Décision de la CSPAAT

[33] Le 31 juillet 2013, le Tribunal d’appel de la CSPAAT a rendu sa décision concernant l’appel interjeté par l’appelant à l’encontre de la décision du commissaire aux appels (ARO). L’appelant a retiré sa demande d’admissibilité liée à une invalidité due à une douleur chronique puisqu’il a fait valoir qu’il avait des problèmes de santé de cause organique, et il a aussi retiré sa demande visant à obtenir une ordonnance spéciale confirmant son admissibilité à un PRF. Le paragraphe 13 de la décision est rédigé ainsi :

[Traduction]
La CSPAAT a affecté un spécialiste en matière de retour au travail à ce dossier. Le 1er mars 2010, il y a eu une réunion dans les bureaux de l’employeur afin de discuter des tâches allégées offertes par l’employeur. Le travailleur, un interprète, le responsable des ressources humaines, le superviseur de l’employé et le spécialiste en matière de retour au travail ont assisté à la réunion. Au cours de celle-ci, l’employeur a affirmé que des tâches allégées pouvaient être faites par l’employé. Les tâches offertes étaient la production d’étiquettes numérotées et opérateur de machinerie pour la fabrication de matelas pour lits d’enfant.
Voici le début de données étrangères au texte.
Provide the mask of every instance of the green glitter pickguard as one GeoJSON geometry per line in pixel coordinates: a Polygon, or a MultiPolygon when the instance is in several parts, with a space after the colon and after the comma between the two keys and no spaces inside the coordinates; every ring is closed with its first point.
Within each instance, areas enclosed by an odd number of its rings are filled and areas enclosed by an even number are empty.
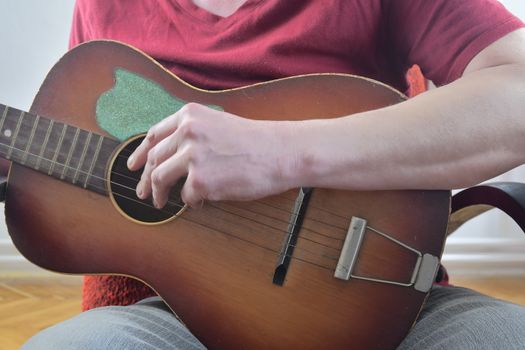
{"type": "MultiPolygon", "coordinates": [[[[145,133],[187,103],[160,85],[128,70],[115,69],[115,85],[97,101],[98,125],[113,137],[125,140],[145,133]]],[[[219,106],[208,107],[222,110],[219,106]]]]}

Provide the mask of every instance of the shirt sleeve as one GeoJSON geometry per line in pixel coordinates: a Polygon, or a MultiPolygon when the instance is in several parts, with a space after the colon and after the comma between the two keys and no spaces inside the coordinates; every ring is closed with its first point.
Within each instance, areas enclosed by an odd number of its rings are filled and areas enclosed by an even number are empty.
{"type": "Polygon", "coordinates": [[[89,41],[88,24],[85,21],[85,10],[83,8],[83,1],[77,0],[73,10],[73,23],[71,25],[71,32],[69,34],[69,48],[89,41]]]}
{"type": "Polygon", "coordinates": [[[384,10],[392,59],[418,64],[436,85],[459,78],[476,54],[524,26],[497,0],[386,0],[384,10]]]}

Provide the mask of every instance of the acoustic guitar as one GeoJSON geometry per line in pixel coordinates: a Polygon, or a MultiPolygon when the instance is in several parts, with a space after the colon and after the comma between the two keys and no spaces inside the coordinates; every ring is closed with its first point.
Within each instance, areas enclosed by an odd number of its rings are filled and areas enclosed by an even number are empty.
{"type": "MultiPolygon", "coordinates": [[[[135,196],[126,159],[187,102],[246,118],[334,118],[404,100],[376,81],[305,75],[225,91],[129,46],[90,42],[49,72],[28,113],[0,106],[19,251],[49,270],[150,285],[210,349],[394,349],[432,286],[449,191],[301,188],[188,209],[135,196]]],[[[374,142],[374,140],[370,140],[374,142]]]]}

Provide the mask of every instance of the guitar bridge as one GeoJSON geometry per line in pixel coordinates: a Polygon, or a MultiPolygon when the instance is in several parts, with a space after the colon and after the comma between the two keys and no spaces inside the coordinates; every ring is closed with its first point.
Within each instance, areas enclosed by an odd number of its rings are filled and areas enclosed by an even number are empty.
{"type": "Polygon", "coordinates": [[[350,226],[346,233],[343,249],[341,250],[341,255],[339,256],[339,260],[337,262],[334,277],[346,281],[348,281],[350,278],[355,278],[370,282],[392,284],[403,287],[413,286],[417,291],[426,293],[430,290],[432,284],[434,283],[438,268],[438,257],[432,254],[422,254],[420,251],[387,235],[386,233],[369,227],[365,219],[352,217],[350,226]],[[370,276],[359,276],[353,273],[359,256],[359,251],[361,249],[361,243],[363,242],[363,238],[367,230],[370,230],[417,255],[412,277],[410,278],[409,282],[392,281],[370,276]]]}

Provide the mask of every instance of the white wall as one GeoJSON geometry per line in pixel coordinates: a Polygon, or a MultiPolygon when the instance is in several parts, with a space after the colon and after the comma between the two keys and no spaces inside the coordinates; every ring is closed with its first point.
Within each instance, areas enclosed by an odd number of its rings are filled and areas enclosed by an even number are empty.
{"type": "MultiPolygon", "coordinates": [[[[523,0],[501,2],[525,20],[523,0]]],[[[525,166],[491,181],[525,182],[525,166]]],[[[493,210],[448,239],[443,261],[453,275],[525,275],[525,235],[509,217],[493,210]]]]}
{"type": "MultiPolygon", "coordinates": [[[[522,0],[502,2],[525,19],[522,0]]],[[[73,0],[0,1],[0,102],[29,108],[49,67],[66,51],[72,9],[73,0]]],[[[525,169],[500,179],[523,182],[525,169]]],[[[453,235],[444,260],[452,273],[525,273],[523,238],[511,220],[494,212],[453,235]]],[[[16,253],[0,225],[0,274],[14,270],[39,271],[16,253]]]]}
{"type": "MultiPolygon", "coordinates": [[[[49,68],[67,50],[73,4],[74,0],[0,1],[0,103],[29,109],[49,68]]],[[[0,275],[12,271],[40,270],[18,255],[2,220],[0,275]]]]}

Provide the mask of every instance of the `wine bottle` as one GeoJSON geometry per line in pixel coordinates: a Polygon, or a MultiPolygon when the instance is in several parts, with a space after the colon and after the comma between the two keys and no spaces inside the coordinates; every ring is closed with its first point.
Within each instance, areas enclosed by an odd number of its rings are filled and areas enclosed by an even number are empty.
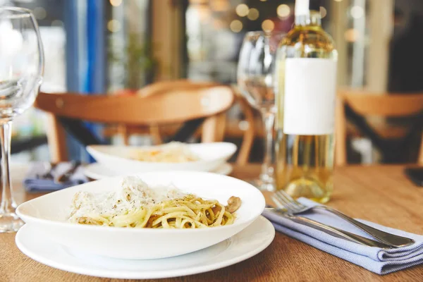
{"type": "Polygon", "coordinates": [[[278,47],[276,181],[293,197],[324,203],[333,190],[338,53],[319,8],[296,0],[295,25],[278,47]]]}

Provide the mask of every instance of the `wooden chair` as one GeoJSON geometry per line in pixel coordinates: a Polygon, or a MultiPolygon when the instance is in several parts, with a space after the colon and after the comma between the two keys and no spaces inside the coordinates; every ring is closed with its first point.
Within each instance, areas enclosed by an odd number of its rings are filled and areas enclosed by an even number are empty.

Le spécialiste en matière de retour au travail était d’avis que les tâches modifiées étaient adéquates.

[34] En déterminant que l’appelant n’était pas capable de continuer à travailler, le Tribunal de la CSPAAT a accordé peu de poids à la conclusion du spécialiste en matière de retour au travail concernant le caractère adéquat des tâches allégées et a précisé que cette conclusion contredisait les opinions de spécialistes qualifiés dans le domaine de la santé. Par exemple, dans sa lettre du 5 février 2010, le Dr Obaji, médecin de famille, rappelle que le Dr Syed était d’avis que l’appelant ne devait pas travailler; dans sa note du 19 février 2010, le Dr Obaji précise que le travailleur n’est pas capable d’accomplir quelque tâche que ce soit jusqu’à nouvel ordre; dans sa note du 4 mars 2010, le Dr Veidlinger mentionne que l’appelant n’est pas capable de travailler, et dans sa note du 3 mars 2010, le Dr Obaji indique qu’il est d’accord avec le Dr Veidlinger que l’appelant n’est pas en mesure de retourner travailler tant qu’une autre évaluation n’aura pas été faite. Ce Tribunal a constaté qu’aucun de ces documents n’avait été versé au dossier d’audience.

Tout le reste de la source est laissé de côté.